The ports of Los Angeles and Long Beach are spending so much money these days to build larger container terminals, on-dock rail facilities and a new bridge in the harbor area that the transportation community seems to have forgotten about a project outside the port gates that could be just as important to the growth of the ports.
The draft environmental impact report on the addition of truck lanes to I-710, the primary truck route serving the ports, is due to be released in February 2012. A widely distributed photo of truck gridlock on I-710 was one of the motivating factors for development in 2005 of the PierPass extended gate program.
Jerry Wood, director of transportation and engineering at the Gateway Cities Council of Governments in Southern California, said that after the customary public comment period, the end of 2012 should finalize the EIR.
Even though the five night and weekend gates that are run under the PierPass program have helped to reduce congestion on I-710, a trip on the freeway can still turn into a game of chicken with trucks going to and from the port complex, so the project is needed just as much today as it was when studies began in 1999.

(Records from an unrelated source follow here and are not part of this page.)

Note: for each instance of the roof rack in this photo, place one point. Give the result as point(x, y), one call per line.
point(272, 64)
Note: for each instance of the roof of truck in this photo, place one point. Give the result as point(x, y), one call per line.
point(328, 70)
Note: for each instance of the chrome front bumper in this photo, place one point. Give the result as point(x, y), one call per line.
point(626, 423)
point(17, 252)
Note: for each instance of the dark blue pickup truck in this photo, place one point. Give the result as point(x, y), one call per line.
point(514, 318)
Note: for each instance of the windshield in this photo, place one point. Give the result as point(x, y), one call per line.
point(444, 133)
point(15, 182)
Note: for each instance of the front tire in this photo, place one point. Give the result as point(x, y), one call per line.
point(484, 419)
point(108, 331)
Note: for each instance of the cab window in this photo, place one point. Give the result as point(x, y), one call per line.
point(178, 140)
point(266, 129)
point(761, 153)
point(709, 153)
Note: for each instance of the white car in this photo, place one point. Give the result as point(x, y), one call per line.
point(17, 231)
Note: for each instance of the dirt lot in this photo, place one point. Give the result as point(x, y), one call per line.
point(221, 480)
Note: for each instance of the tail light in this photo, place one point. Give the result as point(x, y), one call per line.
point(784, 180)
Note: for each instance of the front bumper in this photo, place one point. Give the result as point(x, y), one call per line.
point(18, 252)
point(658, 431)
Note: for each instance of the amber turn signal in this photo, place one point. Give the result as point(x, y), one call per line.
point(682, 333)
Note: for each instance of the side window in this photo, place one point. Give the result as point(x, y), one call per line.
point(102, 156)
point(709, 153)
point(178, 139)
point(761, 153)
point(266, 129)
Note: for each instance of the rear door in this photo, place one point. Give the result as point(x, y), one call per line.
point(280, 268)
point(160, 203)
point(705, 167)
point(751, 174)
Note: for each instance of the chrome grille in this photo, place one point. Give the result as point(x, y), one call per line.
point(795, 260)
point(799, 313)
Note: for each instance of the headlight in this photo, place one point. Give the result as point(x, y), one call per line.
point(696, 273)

Wood told the Future Ports conference on Oct. 11 that the proposed project has been reengineered over the years to reduce as much as possible the impact on the communities on either side of the freeway. “Only a handful of homes will be lost,” he said.
The project as envisioned is still impressive, though, as it would create four separate truck lanes in addition to a total of 10 general-purpose lanes on an 18-mile stretch of the freeway. Projects of much smaller magnitude have been held up for years, or killed, due to Southern California’s tough environmental standards and community activism, so there are no guarantees that I-710 will ever get truck lanes.
However, the EIR should emphasize that the ports since 2008 have replaced the entire fleet of pre-2007 trucks – some 10,000 trucks -- with clean diesel and LNG trucks that meet the strictest federal Environmental Protection Agency standards. The new fleet has reduced truck pollution at the ports more than 80 percent in just three years. As State Sen. Alan Lowenthal told the conference, “We now have the cleanest trucks in the United States.”
Even if the project is approved, it could create the truck lanes to nowhere. Most of the 1.2 billion square feet of industrial warehouse space in Southern California is not located along I-710, but 30 to 50 miles east of Los Angeles in the vast region known as the Inland Empire. The Southern California Association of Governments, the metropolitan planning organization for the region, is already looking at truck lanes for east-west freeways serving the Inland Empire.
Adding truck lanes to freeways in congested urban areas such as Southern California will be very costly, and yet they can be classified as projects of national significance, Lowenthal said. These projects should also serve as a reminder that the U.S. desperately needs a national freight transportation policy, he said.